CONGRESS OF THE ESPU

13:33–13:36

S1-2 (PP)

TWO NEW VARIANTS IN BMP7 PRODOMAIN IN TWO

PAIRS OF MONOZYGOTIC CONCORDANT TWINS

WITH HYPOSPADIAS

Aurore BOUTY

1

, Katie AYERS

2

, Ardy SANTOSA

3

, Yves HELOURY

4

, Sultana FARADZ

5

and Andrew SINCLAIR

2

1) Royal Children’s Hospital, *Urology, Parkville, AUSTRALIA - 2) MCRI, Molecular Development, Parkville, AUSTRALIA

- 3) Doctor Kariadi Hospital, Urology, Semarang, INDONESIA - 4) RCH, Urology, Parkville, AUSTRALIA - 5) Faculty

of Medicine Diponegoro University (FMDU), Centre for Biomedical Research, Semarang, INDONESIA

PURPOSE

Hypospadias is thought to be caused by a combination of genetic and environmental factors.

Variants in Bone Morphogenetic Protein 7 (BMP7) have been reported in patients with hypospadias.

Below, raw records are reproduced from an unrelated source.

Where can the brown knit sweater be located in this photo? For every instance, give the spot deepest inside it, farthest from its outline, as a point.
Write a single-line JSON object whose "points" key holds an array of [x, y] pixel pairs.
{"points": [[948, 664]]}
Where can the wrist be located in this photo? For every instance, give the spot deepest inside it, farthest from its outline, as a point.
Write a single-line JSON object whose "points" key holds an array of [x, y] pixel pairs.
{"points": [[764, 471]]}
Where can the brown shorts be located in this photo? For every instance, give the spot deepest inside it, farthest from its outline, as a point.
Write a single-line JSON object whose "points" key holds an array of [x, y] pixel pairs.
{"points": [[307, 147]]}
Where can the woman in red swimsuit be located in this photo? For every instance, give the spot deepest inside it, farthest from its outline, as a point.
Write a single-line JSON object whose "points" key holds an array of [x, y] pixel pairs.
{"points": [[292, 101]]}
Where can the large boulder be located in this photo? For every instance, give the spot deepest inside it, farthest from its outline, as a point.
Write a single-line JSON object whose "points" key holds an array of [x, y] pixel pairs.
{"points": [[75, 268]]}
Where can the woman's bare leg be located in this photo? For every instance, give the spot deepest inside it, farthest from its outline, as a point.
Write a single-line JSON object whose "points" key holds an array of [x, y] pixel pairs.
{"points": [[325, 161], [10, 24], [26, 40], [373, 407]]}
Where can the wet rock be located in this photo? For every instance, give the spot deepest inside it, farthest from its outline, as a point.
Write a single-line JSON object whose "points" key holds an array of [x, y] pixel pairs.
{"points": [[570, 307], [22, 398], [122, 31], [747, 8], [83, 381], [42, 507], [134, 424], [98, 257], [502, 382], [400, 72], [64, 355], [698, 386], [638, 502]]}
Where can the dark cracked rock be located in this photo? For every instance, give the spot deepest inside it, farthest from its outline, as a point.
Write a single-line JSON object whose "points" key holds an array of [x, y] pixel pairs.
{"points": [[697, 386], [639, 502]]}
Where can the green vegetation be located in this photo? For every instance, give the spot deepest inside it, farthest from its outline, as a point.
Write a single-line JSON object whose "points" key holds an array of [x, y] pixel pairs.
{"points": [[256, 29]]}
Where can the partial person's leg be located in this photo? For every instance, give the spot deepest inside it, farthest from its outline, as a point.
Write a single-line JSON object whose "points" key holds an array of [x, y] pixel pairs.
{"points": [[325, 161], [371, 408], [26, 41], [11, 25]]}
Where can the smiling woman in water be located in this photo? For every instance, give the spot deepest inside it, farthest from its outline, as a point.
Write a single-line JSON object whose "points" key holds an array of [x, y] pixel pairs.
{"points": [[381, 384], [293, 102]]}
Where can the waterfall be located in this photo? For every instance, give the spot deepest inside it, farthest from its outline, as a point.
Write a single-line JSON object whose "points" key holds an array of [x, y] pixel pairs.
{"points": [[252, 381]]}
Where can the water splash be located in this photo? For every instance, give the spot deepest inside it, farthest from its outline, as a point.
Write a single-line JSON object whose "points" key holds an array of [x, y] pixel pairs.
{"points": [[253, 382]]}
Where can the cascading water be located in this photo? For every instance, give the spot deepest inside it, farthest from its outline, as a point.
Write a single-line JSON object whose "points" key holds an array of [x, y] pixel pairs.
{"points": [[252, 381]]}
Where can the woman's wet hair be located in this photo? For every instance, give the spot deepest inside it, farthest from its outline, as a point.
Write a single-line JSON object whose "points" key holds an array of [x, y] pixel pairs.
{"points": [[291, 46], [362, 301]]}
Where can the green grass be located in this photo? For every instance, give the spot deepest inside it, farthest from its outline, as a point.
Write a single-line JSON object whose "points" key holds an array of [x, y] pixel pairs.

Here we report two new variants in BMP7 in two pairs of twins from Indonesia.

MATERIAL AND METHODS

Patients with hypospadias were prospectively recruited in local and international clinics. After

informed consent DNA was extracted from blood. The coding regions of 1034 genes (including

64 known diagnostic and suspected candidate genes for DSD) were sequenced using a targeted

capture approach (Haloplex, Agilent), combined with massively parallel sequencing (MPS). The

resulting variants were filtered for rarity in the general population (<1%), and in our screen. Quality,

depth of the reads and predicted pathogenicity were also considered.

RESULTS

We have currently analysed sequencing from 46 hypospadias patients. Two previously unreported

variants in BMP7 were identified in two pairs of monozygotic concordant twins exhibiting proximal

hypospadias. Both variants (c.G6344, p.D212N and c.G265T, p.A89S) are heterozygous, non-

synonymous coding and affect highly conserved amino-acids in the prodomain of BMP7, a region

known to be important for the excretion of the protein in the extracellular matrix.

CONCLUSIONS

Through our targeted DSD panel we have identified two new variants in the prodomain of BMP7

in hypospadias. This region has been associated with other diseases in humans but never with

hypospadias.

Further analysis of patients with hypospadias, especially trios (patients and parents), may uncover

more novel variants that cause this DSD.